Andy Heiz (Axpo) : C’est à la fois vrai et faux. Les mesures d’efficacité énergétique sont sans aucun doute importantes et il y a certainement encore beaucoup de potentiel de progression. Mais les besoins vont continuer à augmenter, notamment en raison de la conversion des chauffages et des véhicules à l’électricité et des progrès de la digitalisation. D’un autre côté, la production diminue, notamment en raison de la disparition de l’énergie nucléaire. De plus, l’énergie hydraulique risque de subir des pertes en raison de l’augmentation des réglementations concernant la protection de l’environnement. Chez Axpo, nous estimons que la Suisse devra construire environ 50 térawattheures d’ici 2050. C’est plus que la production actuelle de l’ensemble de l’énergie hydraulique.

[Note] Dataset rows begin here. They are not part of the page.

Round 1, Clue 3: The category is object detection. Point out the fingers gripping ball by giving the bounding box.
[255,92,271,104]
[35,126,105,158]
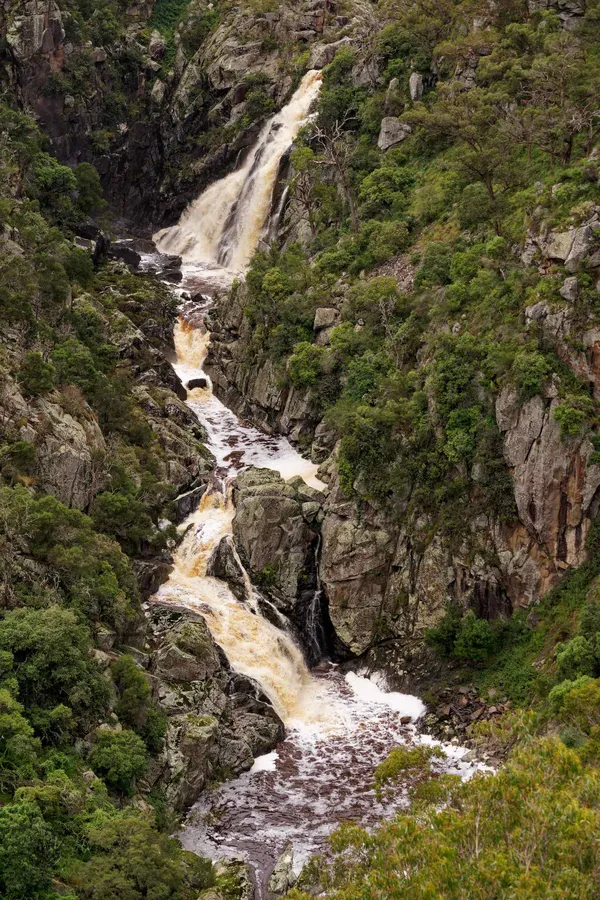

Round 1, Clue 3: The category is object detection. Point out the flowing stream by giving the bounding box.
[150,72,477,900]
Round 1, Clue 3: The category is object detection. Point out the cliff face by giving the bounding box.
[0,0,373,227]
[208,213,600,677]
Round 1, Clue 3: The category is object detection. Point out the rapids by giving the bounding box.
[150,72,488,900]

Michael Frank (AES) : L’approvisionnement en électricité de la Suisse s’appuie sur une part importante de production propre, mais nous avons également besoin d’échanger de l’énergie avec l’étranger. En hiver notamment, la Suisse est dépendante des importations. La crise énergétique européenne aggrave le problème de l’électricité hivernale, car les possibilités d’importation pourraient diminuer. Ainsi, des pénuries momentanées, ou même une situation de pénurie d’électricité, pourraient se produire dès cet hiver. Différentes mesures ont déjà été prises pour prévenir un manque d’approvisionnement. Il s’agit notamment de la réserve hydroélectrique et de mesures dans le domaine du gaz. A moyen et long terme, il est urgent de développer massivement la production d’électricité à base d’énergies renouvelables, en mettant l’accent sur la production hivernale. Il n’y a plus de temps à perdre : Continuer comme avant n’est pas une option.

 

Andy Heiz (Axpo) : Il est peu probable que la Suisse puisse couvrir seule tous ses besoins à tout moment – ce serait tout simplement trop cher du point de vue de la vie économique. Les importations d’électricité resteront donc importantes, même si elles ne doivent évidemment pas être trop élevées.

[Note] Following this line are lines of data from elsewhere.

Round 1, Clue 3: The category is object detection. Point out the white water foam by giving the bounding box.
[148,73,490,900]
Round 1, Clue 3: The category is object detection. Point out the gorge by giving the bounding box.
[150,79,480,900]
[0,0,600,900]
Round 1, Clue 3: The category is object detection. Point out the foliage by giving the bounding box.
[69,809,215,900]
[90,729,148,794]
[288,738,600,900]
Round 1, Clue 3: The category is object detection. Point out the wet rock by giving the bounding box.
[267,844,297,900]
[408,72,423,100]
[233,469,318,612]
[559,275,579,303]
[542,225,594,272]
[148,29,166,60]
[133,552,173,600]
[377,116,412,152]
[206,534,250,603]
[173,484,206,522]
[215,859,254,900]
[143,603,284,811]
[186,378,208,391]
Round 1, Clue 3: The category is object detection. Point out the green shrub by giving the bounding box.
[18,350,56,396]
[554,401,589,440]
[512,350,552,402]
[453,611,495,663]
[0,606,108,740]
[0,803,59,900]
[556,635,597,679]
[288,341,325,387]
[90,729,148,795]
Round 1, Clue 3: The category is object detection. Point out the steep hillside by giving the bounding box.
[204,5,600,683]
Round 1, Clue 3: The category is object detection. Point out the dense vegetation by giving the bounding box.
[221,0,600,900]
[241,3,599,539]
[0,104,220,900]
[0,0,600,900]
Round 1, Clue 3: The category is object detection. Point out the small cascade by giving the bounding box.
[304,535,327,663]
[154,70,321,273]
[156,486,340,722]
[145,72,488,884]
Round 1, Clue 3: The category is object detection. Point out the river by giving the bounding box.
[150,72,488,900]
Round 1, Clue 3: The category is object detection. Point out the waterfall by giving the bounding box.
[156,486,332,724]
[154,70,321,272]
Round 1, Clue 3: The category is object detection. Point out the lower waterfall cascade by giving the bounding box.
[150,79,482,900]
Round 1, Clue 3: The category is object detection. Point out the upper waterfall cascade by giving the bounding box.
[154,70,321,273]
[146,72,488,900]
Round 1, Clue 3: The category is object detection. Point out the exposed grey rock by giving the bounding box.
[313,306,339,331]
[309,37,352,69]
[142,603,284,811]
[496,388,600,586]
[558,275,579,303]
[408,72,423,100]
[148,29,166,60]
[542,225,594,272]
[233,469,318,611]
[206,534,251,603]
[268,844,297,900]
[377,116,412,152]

Michael Frank (AES) : Le système électrique ne s’arrête pas aux frontières nationales et les échanges avec les pays voisins peuvent tout à fait permettre d’optimiser le système. Il n’y aura jamais «d’île électrique suisse» et les coûts seraient disproportionnés. L’échange d’énergie avec nos pays voisins est juste et important. Mais une dépendance trop élevée vis-à-vis des importations comporterait des risques, car ces possibilités pourraient diminuer à l’avenir – les pays voisins sont également touchés par la crise énergétique européenne et modifient leur parc de centrales, mot-clé : évolution énergétique. La Suisse a donc tout intérêt à renforcer son indépendance énergétique en augmentant massivement sa propre production – surtout en hiver – grâce au développement des énergies renouvelables.

 

Andy Heiz (Axpo) : Toute l’Europe est confrontée à la même situation. Partout, la construction doit être rapidement accélérée. Mais nous constatons généralement un rythme plus soutenu à l’étranger, car la politique y a créé une plus grande sécurité de planification pour les investisseurs. En Suisse, les choses doivent aller beaucoup plus vite.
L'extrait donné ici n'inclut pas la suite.